When the hero sprouts horns from his head and gains the curious power to make everyone tell their most embarrassing truths it's never really explained why, making the film seem avant-garde. But the overblown CGI of the climax and the love story centre makes it seem commercial. Unfortunately it's both too much (and not enough) of one to be the other.
It's an adaptation of Joe Hill's book about a young man in a small logging town, Ig (Radcliffe), who's accused of murdering his girlfriend Merrin (Temple).

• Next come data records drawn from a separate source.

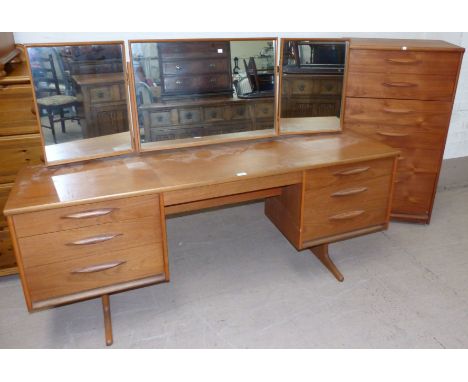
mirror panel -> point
(312, 85)
(203, 91)
(81, 100)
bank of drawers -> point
(346, 198)
(77, 249)
(404, 99)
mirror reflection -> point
(188, 90)
(312, 85)
(81, 97)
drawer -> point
(85, 215)
(345, 176)
(89, 242)
(398, 112)
(213, 114)
(387, 61)
(193, 49)
(264, 110)
(101, 270)
(185, 67)
(160, 118)
(16, 152)
(401, 86)
(189, 116)
(107, 93)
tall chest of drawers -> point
(401, 92)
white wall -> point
(457, 141)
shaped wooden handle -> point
(353, 171)
(350, 191)
(347, 215)
(95, 239)
(99, 267)
(90, 213)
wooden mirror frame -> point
(191, 142)
(100, 149)
(343, 98)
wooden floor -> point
(236, 283)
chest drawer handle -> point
(353, 171)
(390, 134)
(403, 61)
(95, 239)
(99, 267)
(398, 111)
(90, 213)
(347, 215)
(400, 84)
(350, 191)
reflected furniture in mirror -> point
(194, 92)
(312, 81)
(82, 88)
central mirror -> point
(81, 100)
(313, 73)
(203, 91)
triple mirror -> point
(81, 100)
(203, 91)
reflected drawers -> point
(342, 199)
(77, 249)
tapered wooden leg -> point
(107, 319)
(321, 251)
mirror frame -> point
(173, 144)
(343, 93)
(110, 152)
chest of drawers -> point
(401, 93)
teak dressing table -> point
(91, 229)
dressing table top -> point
(40, 187)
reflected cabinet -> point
(81, 99)
(202, 91)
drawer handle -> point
(95, 239)
(391, 134)
(90, 213)
(398, 111)
(400, 84)
(350, 191)
(99, 267)
(353, 171)
(347, 215)
(403, 61)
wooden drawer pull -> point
(353, 171)
(398, 111)
(90, 213)
(99, 267)
(95, 239)
(400, 84)
(403, 61)
(392, 134)
(347, 215)
(350, 191)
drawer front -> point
(400, 86)
(85, 215)
(106, 93)
(160, 118)
(375, 61)
(16, 152)
(174, 50)
(183, 67)
(194, 84)
(344, 176)
(264, 110)
(103, 269)
(91, 241)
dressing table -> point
(90, 229)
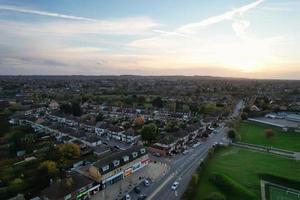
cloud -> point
(43, 13)
(194, 27)
(122, 26)
(77, 24)
(239, 27)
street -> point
(183, 166)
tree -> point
(149, 132)
(231, 134)
(50, 167)
(269, 133)
(99, 117)
(76, 109)
(244, 116)
(69, 151)
(139, 121)
(66, 108)
(157, 102)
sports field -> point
(243, 168)
(279, 193)
(254, 133)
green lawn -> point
(243, 167)
(252, 132)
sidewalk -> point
(116, 191)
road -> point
(182, 170)
(183, 166)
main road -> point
(182, 170)
(183, 167)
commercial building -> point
(117, 166)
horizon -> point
(253, 39)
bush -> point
(215, 196)
(230, 187)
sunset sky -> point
(235, 38)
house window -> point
(116, 163)
(125, 158)
(143, 150)
(105, 168)
(134, 154)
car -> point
(142, 196)
(146, 183)
(127, 197)
(156, 154)
(185, 152)
(137, 190)
(175, 185)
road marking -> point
(161, 186)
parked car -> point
(175, 185)
(185, 152)
(142, 196)
(156, 154)
(146, 183)
(137, 190)
(127, 197)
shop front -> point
(113, 179)
(136, 166)
(128, 172)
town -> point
(146, 137)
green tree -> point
(99, 117)
(50, 167)
(157, 102)
(69, 151)
(76, 109)
(149, 132)
(231, 134)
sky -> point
(231, 38)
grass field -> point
(252, 132)
(276, 193)
(243, 167)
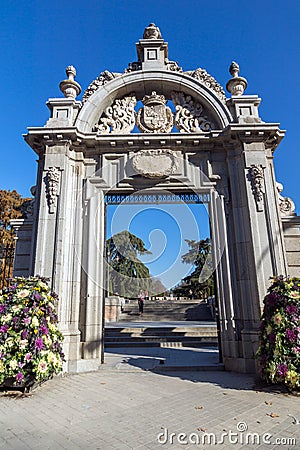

With everyone around him unsure of whether he's really as innocent as he claims, Ig's problems are compounded when he sprouts horns from his forehead and falls under an onslaught of unasked-for honesty. The doctor he goes to see is more interested in shagging the nurse (and says so) and Ig's own mother tells him unceremoniously that she wishes he'd just go away.
From there it goes into a crazy spiral of forcing his brother to drink and take drugs, attracting snakes everywhere he goes for some reason and the killer somehow proving to be someone from his very own small circle of friends and acquaintances. And if you hadn't figured out as much from that description, it also goes wildly off the rails too.
At far too many points during the proceedings, it seems neither the screenwriter nor Aja really knew what to do, so they just chucked in the coolest thing they could think of. Why would a horde of snakes attack the antagonist and then all slither away while the lead snake forces its way into his mouth and down his throat to kill him? Is it intelligent? A physical manifestation of Ig's ego? It's pretty obvious the whole thing riffs on Satan motifs what with the snakes and the horns, but how does it all fit?
Like his father's many books that have been turned unsuccessfully into movies, it seems so far Hill's work is a victim of the same curse where a director completely misses what makes the book special.